The Jagged Frontier: Why AI Fails at Easy Things and What It Means for Your Product

· 10 min read
Tian Pan
Software Engineer

A common assumption in AI product development goes something like this: if a model can handle a hard task, it can definitely handle an easier one nearby. This assumption is wrong, and it's responsible for a category of production failures that no amount of benchmark reading prepares you for.

The research term for the underlying phenomenon is the "jagged frontier" — AI's capability boundary isn't a smooth line that hard tasks sit outside of and easy tasks sit inside. It's a ragged, unpredictable shape. AI systems can write production-grade database query optimizers and still miscalculate whether two line segments on a diagram intersect. They can pass PhD-level science exams and fail children's riddle questions that involve spatial relationships. They can synthesize 50-page documents and then confidently hallucinate a summary of a paragraph they just read.

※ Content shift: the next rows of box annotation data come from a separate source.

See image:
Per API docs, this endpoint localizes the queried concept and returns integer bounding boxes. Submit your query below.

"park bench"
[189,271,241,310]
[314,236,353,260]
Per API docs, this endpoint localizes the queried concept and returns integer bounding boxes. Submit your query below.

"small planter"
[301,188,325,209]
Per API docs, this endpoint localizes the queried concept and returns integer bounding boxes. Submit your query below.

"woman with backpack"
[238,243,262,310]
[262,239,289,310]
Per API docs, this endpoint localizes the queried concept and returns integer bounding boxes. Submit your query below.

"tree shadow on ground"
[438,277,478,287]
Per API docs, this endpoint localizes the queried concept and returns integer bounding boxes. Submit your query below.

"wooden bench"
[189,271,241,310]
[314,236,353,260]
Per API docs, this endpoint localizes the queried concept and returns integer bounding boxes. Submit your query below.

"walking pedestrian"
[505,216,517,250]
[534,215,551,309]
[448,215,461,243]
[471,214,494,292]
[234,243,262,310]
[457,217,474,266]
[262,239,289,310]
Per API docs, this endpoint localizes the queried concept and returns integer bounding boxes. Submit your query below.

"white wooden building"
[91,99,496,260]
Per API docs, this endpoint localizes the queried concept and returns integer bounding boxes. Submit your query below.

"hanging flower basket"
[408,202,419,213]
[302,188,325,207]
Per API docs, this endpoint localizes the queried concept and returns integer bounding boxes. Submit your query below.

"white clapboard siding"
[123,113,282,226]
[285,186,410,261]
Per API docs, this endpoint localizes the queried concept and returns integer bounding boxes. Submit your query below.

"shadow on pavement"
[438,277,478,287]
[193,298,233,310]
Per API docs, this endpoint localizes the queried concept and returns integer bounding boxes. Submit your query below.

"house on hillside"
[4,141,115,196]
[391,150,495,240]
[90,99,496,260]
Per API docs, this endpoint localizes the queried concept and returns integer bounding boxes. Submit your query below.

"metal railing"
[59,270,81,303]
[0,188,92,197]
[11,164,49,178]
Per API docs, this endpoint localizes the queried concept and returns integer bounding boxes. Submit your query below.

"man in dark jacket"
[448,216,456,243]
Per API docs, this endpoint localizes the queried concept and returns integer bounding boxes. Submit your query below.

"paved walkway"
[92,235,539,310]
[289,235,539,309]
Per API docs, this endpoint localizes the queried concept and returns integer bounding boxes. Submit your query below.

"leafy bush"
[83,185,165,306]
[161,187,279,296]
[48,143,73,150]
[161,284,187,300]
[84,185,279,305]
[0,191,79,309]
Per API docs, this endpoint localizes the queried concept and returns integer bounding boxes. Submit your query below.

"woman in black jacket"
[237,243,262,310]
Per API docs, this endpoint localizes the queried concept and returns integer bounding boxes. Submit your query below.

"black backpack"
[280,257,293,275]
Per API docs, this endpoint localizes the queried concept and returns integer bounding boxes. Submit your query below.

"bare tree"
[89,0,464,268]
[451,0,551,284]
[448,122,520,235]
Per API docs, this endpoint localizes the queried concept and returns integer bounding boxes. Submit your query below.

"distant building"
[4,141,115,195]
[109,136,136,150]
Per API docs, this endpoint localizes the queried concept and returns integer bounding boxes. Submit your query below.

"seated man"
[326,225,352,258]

This jaggedness isn't a bug that will be patched in the next release. It reflects something structural about how these models learn, and it has direct consequences for how you should design, test, and ship AI-powered features.

Where the Concept Comes From

The term "jagged technological frontier" was coined in a field experiment conducted by researchers from Harvard Business School, MIT, and Wharton, published in Organization Science in 2025. The study enrolled 758 knowledge workers from Boston Consulting Group and had them complete realistic management consulting tasks — market analysis, synthesizing research, writing reports.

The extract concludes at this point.